John Burke already gave a pretty good answer for this year..
I will just add:

Generally I like Stan's idea;  although if we went back to 100
votes per ballot (that's what we used for quite a few years) as
a practical matter I think that would give all voters enough
granularity that they could always spare one or two "dollars"
for everything they think is "interesting".  While a program to
normalize everything would certainly not be hard to do, from
an operational process point of view staying with a fixed 100
votes (or 150 or whatever) is probably "cleaner".

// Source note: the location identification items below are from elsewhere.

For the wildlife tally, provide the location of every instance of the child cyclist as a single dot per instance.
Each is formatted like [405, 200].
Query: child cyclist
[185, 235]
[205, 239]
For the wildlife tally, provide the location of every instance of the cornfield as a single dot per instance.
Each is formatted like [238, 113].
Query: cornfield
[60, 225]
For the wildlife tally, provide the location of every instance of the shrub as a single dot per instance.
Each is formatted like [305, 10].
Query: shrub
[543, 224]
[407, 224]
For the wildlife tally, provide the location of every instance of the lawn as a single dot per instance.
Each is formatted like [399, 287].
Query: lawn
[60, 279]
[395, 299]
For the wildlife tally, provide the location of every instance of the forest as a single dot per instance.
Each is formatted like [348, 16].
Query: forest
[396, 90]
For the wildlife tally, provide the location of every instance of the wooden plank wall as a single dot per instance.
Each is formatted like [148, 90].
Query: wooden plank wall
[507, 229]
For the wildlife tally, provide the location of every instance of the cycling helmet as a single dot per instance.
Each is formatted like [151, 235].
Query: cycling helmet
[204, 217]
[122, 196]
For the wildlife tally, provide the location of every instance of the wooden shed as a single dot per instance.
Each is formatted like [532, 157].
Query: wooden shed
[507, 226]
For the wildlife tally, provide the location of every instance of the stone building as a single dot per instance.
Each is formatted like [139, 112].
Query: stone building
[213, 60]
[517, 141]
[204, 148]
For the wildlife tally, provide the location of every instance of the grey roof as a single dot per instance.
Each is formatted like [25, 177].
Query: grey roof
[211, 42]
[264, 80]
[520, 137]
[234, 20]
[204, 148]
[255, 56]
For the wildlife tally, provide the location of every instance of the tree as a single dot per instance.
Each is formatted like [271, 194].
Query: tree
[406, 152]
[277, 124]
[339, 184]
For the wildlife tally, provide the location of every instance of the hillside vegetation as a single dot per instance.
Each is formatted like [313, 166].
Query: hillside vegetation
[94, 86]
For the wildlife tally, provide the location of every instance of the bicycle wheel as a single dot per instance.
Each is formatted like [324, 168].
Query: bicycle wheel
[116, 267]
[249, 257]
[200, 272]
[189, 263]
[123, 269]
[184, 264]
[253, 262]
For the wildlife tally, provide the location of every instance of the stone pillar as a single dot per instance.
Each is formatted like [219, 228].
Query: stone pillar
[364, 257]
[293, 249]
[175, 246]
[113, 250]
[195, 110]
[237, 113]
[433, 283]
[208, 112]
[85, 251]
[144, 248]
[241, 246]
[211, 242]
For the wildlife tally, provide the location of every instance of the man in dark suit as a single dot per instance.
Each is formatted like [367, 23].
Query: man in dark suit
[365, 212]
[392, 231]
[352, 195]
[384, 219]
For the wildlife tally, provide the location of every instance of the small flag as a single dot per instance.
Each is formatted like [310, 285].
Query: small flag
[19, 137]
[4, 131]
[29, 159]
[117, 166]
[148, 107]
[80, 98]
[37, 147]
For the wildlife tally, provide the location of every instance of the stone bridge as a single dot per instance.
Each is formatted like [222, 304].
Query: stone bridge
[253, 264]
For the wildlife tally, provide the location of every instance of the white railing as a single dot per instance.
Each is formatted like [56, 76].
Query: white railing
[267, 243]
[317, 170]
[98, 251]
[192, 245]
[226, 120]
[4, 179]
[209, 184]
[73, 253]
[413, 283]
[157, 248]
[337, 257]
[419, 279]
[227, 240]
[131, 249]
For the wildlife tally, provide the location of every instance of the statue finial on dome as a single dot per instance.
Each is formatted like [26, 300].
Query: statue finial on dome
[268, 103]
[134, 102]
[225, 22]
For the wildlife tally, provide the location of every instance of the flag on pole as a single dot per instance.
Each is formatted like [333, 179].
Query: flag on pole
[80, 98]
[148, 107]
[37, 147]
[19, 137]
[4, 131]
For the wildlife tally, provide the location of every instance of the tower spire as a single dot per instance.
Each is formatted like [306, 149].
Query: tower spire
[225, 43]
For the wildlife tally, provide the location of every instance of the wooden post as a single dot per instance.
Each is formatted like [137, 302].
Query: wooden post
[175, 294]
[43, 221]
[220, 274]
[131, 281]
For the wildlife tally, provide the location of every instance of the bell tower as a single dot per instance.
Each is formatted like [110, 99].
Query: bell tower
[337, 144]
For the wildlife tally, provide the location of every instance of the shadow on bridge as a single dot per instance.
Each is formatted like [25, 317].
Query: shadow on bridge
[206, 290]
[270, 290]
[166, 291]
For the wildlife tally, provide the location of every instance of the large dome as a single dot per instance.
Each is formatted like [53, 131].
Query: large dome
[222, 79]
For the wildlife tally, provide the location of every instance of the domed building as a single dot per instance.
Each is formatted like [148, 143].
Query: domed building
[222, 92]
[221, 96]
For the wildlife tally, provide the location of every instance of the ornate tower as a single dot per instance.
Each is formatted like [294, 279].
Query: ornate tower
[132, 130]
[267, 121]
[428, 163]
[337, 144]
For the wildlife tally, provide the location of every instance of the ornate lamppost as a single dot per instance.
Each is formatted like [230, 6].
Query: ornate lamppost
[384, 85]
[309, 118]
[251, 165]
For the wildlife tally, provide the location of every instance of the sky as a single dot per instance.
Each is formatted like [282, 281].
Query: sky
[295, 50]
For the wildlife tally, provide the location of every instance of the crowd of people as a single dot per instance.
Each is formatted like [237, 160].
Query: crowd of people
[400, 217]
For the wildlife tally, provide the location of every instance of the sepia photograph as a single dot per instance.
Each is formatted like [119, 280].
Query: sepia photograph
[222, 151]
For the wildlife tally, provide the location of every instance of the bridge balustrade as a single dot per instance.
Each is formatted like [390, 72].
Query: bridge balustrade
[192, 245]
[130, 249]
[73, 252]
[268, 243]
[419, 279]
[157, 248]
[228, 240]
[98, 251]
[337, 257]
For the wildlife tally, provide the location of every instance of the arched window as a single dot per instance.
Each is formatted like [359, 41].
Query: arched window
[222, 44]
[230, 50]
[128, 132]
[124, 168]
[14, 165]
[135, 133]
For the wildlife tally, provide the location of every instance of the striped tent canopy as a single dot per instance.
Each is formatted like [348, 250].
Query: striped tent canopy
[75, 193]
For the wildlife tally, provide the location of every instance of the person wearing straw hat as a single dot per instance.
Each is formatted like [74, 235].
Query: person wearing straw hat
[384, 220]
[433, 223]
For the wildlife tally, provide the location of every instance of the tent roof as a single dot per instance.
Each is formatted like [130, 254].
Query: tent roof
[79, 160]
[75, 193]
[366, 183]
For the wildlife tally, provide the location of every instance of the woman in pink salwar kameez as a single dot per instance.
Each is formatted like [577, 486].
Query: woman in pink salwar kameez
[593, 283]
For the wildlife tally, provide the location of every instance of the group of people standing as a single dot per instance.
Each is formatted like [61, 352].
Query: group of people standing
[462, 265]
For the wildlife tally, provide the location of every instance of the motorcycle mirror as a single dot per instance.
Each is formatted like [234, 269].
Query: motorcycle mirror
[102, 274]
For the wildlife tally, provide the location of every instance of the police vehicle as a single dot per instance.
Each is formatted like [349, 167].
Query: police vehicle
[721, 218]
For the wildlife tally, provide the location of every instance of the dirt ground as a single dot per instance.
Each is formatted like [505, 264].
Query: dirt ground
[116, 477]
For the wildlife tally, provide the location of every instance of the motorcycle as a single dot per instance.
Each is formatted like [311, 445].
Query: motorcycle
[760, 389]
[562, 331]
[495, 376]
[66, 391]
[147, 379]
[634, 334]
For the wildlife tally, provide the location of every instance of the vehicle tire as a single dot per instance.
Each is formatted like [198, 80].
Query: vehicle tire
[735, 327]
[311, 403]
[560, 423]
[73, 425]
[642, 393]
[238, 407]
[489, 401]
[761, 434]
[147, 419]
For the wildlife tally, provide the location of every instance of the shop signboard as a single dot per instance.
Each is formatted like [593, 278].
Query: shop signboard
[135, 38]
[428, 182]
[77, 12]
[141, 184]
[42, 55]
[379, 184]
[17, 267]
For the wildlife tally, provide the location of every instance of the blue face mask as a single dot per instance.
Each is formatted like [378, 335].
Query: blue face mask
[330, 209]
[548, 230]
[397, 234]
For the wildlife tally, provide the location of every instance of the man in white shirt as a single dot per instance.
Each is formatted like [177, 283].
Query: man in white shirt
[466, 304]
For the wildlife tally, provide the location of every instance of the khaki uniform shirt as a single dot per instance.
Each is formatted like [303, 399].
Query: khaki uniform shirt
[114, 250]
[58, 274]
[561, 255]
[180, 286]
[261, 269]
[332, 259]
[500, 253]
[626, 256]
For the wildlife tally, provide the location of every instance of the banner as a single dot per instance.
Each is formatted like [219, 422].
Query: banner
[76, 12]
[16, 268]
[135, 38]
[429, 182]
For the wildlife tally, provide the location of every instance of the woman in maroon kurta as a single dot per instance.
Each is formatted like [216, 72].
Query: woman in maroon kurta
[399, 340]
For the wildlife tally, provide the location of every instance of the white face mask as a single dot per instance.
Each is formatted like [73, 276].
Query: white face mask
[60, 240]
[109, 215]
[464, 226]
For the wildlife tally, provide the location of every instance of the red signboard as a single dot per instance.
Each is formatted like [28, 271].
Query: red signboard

One reason we dropped down to 10 from 100 is that a certain
HP manager with the initials JB (and I believe others) fairly
strongly encouraged us to do so;  with I believe the idea that
they wanted voters to focus on just those items that really were
most important to them;  as John already also mentioned.   ;-)

At least for SIGIMAGE, when we had 100 votes per ballot we
used to drop items that got zero votes in any given year.  We
stopped doing that when the number of votes went down to 10
for essentially the reason Stan mentioned:  If you only have
10 and there are more (in some cases many more) that 10
items on the ballot, you have no way to say "not a high-pri for
us, but it's not a bad idea;  don't discard it."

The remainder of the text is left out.